Gartner recently released new research on Critical Capabilities for Corporate Performance Management Suites that evaluates 12 vendors across 9 critical capabilities in CPM. I love this research because it goes a bit deeper than the Magic Quadrant for CPM Suites. It allows you to look at the specific capabilities that are most important to your business and see which vendors are strong in those particular capabilities.
You can download the research here and see how Gartner ranks each vendor across the 9 critical capabilities and as well as how Gartner weights the capabilities for different types of businesses:
1. Less than $250 million in annual revenue
2. $250 million to $1 billion in annual revenue
3. Greater than $1 billion in annual revenue
4. Individual business units within large organizations
Here are the scores for each vendor on each of the capabilities:
2014-08-11 vendors scores
One evaluation they did not do was how the vendors ranked across all the critical capabilities, so I took the liberty to do that math for Gartner.

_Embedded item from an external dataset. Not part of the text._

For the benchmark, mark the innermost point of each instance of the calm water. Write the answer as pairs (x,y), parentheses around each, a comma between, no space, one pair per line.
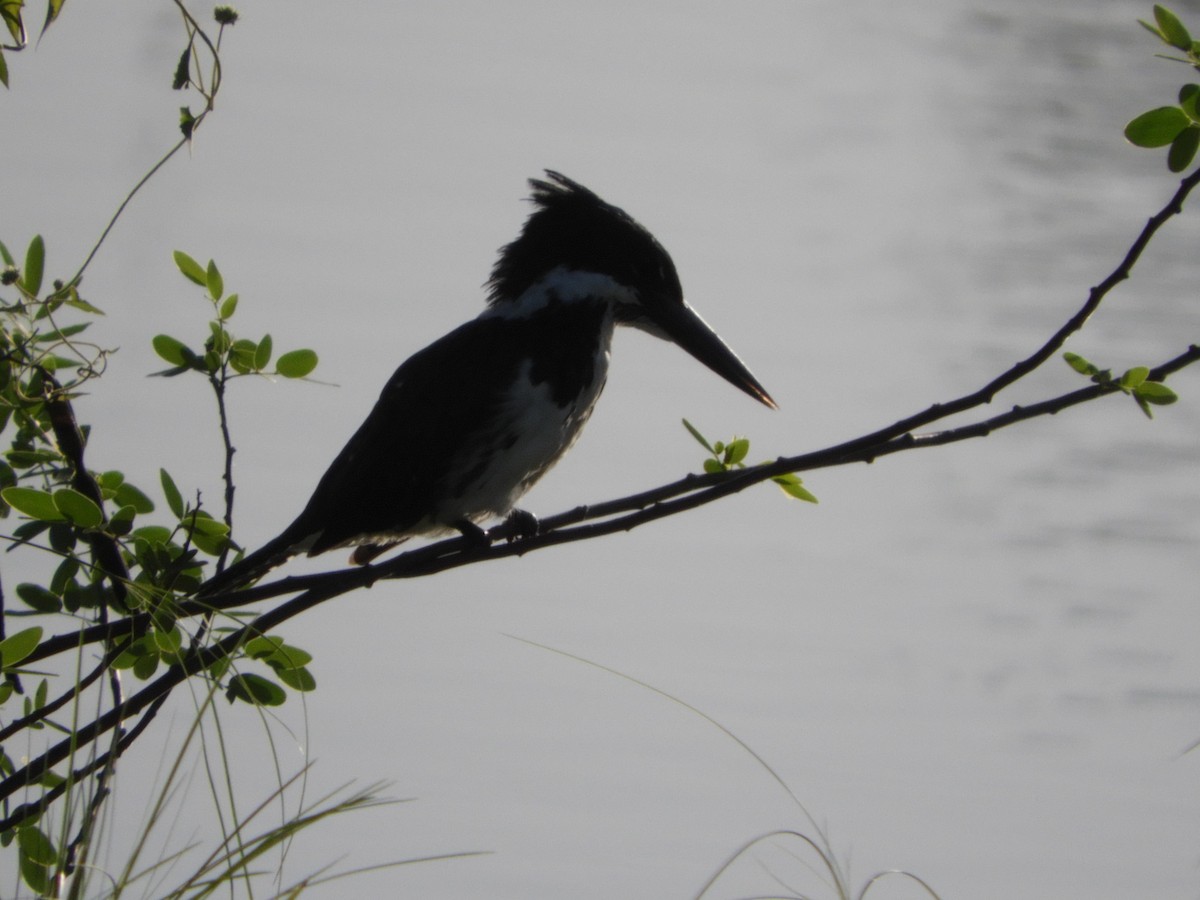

Average (across all 9 capabilities)
Tagetik
3.83
Host Analytics
3.60
Longview
3.58
IBM
3.57
SAP
3.47
Oracle
3.47
Adaptive Insights
3.39
Anaplan
3.39
Board International
3.32
Prophix
3.15
Infor
3.12
SAS Institute
2.98
To figure the average across all of the critical capabilities I added the score of each vendor across all of the capabilities and divided by 9 (there are 9 critical capabilities as defined by Gartner).
I was very pleased (but not at all surprised) to find Tagetik at the top of this list because of our mission to develop a financial performance platform that delivers much more than a single point solution or a set of separate integrated products. Our ranking at the top shows that our approach is working and that our customers are benefiting from a platform that addresses multiple processes with deep financial functionality yet is easy to use, implement, maintain and upgrade.
It is very rewarding to see that finally the “one version of the truth” concept that has been the mantra of CPM vendors since Oracle, IBM, and SAP first acquired their way into the CPM market has finally become a reality. It is ironic however, that the megavendors have promised better integration since the acquisitions first happened in 2007 yet as you can see above they still struggle mightily with ease of use, implementation, maintenance and upgrade.
When you are considering a CPM investment, consider the short-term pain you are trying to address but also what you will tackle after that pain is addressed. What additional products will you need to buy, what additional technologies will you need to implement, what additional technical skill sets will you need to find, how will you integrate it all, do you want it on the cloud now and if not might you down the road? It pays to think this through before making a point solution decision.
Of course I think Tagetik has the best approach for addressing the short and long-term needs of finance with a really strong combination of deep functionality, ease of use, and TCO. It is research like this that helps buyers of CPM software understand that there is more to CPM than meets the eye; that CPM software is not a commodity; and that not all CPM software is created equal.